Comms Academy 2020: key takeaways

More than 600 communicators across the UK public sector attended the Public Service Communications Academy between 24 and 26 November 2020.

The wide array of Academy speakers and panellists highlighted how during the Coronavirus (COVID-19) pandemic the communications profession across the public sector has been further elevated.

Over the 3 days, the Public Service Communications Academy offered more than 20 virtual discussion panels. It was organised by the Government Communication Service (GCS) and LGComms, featuring communication experts across the Civil Service, local government and the private sector, including Royal Mail and AMEC, the International association for the measurement and evaluation of communication.

This year’s Academy focused on 6 areas of professional practice, key for public sector communicators to be more effective:

  • unified
  • digital
  • direct
  • data-driven
  • skilled
  • diverse and inclusive

These were also the categories for the awards.

Attendees also used social media to engage throughout the event, with more than 300 individual tweets and LinkedIn posts shared during using under using #CommsAcad. 

GCS colleagues Kerry Sheehan, Fellow Chartered Institute of Public Relations (FCIPR), and Michal Ratynski share their thoughts on their 8 key takeaways from Comms Academy 2020.

Woman smiling with man smiling on the right hand side
On the left, Kerry Sheehan and on the right, Michal Ratynski

1. Safeguard your mental health

“Be aware of your mental health and that of your team/s. It can sometimes literally matter of life and death, so it is vital to talk about your wellbeing, especially when things are not right. Making time to think about something other than work and the pandemic is absolutely essential for your and your team’s mental health.”

Read Matt Dolman’s blog on why it’s key to talk about mental health.

2. Accuracy and reliability are crucial

“We need a data-first direct approach to communication to deliver vital, accurate and reliable information to combat misinformation, encourage safe behaviour and drive people to positive action.

Communicators should ensure data-driven direct communication is part of their communications tool kit and also upskill into data and artificial intelligence in their own roles as they advise and guide.

Artificial intelligence (AI) was used to support the national response to COVID-19. Data insights will help communicators to target the spread of particularly challenging disinformation and fake content online.”

Interested? Want to find out more? Read our introductory blog on data, automation and AI.

3. Extend your reach

“Comms plans should consider highly scalable digital communications which extend the reach, improve engagement and re-establish and enhance trust with the full range of diverse communities and partners public sector organisations serve.

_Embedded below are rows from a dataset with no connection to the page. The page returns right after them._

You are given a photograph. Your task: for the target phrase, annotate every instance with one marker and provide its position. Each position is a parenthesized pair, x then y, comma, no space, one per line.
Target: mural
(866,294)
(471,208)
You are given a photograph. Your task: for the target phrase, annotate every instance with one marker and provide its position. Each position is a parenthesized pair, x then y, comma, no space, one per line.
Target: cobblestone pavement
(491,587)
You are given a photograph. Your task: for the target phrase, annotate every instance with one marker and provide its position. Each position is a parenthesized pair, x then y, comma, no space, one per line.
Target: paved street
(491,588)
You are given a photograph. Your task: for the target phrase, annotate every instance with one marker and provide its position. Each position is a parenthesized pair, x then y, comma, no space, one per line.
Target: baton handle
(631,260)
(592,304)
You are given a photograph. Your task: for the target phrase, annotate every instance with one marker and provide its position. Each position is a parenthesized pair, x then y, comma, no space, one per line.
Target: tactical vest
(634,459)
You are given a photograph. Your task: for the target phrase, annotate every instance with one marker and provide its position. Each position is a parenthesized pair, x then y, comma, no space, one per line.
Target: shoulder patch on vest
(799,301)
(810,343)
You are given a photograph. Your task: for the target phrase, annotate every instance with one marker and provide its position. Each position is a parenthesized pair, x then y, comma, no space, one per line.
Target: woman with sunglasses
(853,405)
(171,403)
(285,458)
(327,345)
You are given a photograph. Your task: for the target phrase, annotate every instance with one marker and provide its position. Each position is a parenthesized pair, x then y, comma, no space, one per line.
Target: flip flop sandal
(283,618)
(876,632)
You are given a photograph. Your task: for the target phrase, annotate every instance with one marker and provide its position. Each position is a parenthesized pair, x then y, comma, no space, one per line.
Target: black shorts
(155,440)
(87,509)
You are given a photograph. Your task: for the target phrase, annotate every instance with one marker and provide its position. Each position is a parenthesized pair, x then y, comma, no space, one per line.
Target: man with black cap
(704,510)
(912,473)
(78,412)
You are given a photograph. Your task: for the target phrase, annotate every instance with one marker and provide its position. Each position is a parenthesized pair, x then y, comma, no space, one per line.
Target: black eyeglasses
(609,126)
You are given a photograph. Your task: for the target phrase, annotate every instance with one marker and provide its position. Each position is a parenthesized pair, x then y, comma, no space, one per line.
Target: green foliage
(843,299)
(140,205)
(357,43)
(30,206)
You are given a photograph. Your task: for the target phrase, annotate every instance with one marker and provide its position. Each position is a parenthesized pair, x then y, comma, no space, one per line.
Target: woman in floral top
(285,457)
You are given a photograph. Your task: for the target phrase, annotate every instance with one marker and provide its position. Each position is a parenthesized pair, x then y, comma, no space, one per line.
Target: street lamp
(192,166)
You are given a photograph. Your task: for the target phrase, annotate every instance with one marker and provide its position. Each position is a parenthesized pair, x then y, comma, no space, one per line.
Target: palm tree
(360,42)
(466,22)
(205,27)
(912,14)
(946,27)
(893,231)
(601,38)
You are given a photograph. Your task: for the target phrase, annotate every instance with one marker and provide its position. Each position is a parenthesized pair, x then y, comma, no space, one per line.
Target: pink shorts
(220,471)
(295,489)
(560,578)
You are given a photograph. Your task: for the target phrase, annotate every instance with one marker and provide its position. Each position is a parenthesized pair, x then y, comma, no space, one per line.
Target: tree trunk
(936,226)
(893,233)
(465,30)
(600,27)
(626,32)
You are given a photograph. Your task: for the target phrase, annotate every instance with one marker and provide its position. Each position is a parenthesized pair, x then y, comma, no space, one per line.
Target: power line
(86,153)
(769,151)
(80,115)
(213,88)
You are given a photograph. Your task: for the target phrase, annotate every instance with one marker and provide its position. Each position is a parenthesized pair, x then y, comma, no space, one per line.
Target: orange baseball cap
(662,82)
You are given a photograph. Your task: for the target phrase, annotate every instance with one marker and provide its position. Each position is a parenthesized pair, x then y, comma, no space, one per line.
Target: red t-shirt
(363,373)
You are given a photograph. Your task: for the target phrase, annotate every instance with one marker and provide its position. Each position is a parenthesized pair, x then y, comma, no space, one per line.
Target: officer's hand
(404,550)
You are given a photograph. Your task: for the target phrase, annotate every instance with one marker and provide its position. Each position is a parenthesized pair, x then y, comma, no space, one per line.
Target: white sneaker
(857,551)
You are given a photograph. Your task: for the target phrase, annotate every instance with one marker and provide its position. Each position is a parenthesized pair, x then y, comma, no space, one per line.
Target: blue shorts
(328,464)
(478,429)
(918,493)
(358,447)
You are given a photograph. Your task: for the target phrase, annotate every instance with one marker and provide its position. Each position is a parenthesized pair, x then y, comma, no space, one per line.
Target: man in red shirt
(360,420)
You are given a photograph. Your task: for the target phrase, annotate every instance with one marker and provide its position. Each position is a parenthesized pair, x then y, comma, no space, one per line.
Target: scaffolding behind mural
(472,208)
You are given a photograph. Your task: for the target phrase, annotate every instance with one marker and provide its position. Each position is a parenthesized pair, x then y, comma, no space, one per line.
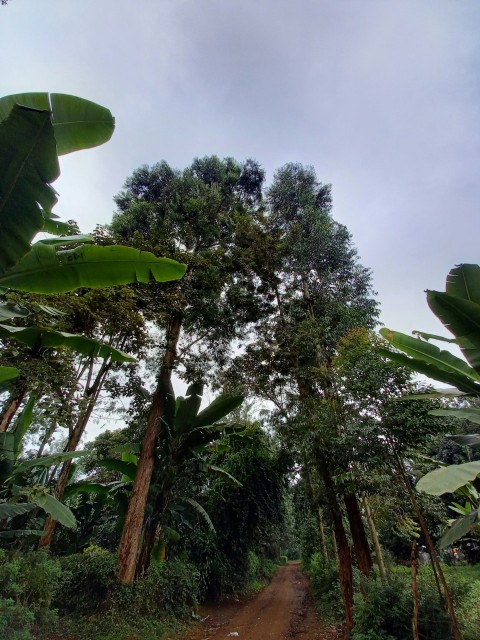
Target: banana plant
(458,308)
(36,128)
(24,483)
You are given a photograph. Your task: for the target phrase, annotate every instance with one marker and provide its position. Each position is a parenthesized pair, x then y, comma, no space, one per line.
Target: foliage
(325,585)
(27,585)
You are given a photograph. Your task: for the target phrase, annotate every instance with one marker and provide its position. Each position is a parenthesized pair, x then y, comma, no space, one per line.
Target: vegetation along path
(281,611)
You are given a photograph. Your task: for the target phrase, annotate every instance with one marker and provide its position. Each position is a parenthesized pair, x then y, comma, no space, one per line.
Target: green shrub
(325,586)
(385,611)
(169,587)
(30,580)
(86,582)
(15,621)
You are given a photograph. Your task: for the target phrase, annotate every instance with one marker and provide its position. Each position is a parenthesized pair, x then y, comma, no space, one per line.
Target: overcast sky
(382,97)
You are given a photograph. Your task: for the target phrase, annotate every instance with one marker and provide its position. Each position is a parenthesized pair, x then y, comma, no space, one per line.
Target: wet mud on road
(281,611)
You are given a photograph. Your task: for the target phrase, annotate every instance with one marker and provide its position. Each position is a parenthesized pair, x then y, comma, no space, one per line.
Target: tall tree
(199,214)
(320,292)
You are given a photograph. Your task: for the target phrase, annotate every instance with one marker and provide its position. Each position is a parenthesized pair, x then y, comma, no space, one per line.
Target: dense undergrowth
(80,595)
(384,611)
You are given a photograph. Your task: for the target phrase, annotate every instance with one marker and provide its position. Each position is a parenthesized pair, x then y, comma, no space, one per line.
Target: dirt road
(281,611)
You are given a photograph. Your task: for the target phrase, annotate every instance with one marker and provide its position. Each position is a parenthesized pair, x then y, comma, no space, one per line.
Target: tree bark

Digital communications on social media can be very powerful when it comes to the breadth of our audiences. The total number of followers on the UK Government’s Twitter accounts have more followers than the BBC News Twitter accounts.”

Explore our Academy resources on digital communications.

4. Measurement and evaluation must improve

“Measurement and evaluation must further improve across public sector communication. It is not a nice to have, it is an integral part of communications and marketing and practitioners must measure better.

The new reality of communications departments and services means we are operating in the age of accountability and measurement and evaluation must be part of the licence to operate and prove communications impact.”

Read more about the GCS evaluation framework.

5. Diversity and inclusion is integral to our future 

“Diversity and inclusion is an integral part of everything we do. We need to continue talking about diversity and inclusion at work to make real change. However, increasing representation is not necessarily the main answer as diversity is not just what we see visually. It’s also about having different experiences and valuing the contribution those differences will provide and to ensure we are representative of the people we serve.”

Read Poli Stuart-Lacey’s blog on what diversity and inclusion means in practice.

6. Accessibility matters

“Accessibility must be incorporated across all public service communications. We must comply with the accessibility regulations so public sector websites are accessible to all users, especially to those with disabilities.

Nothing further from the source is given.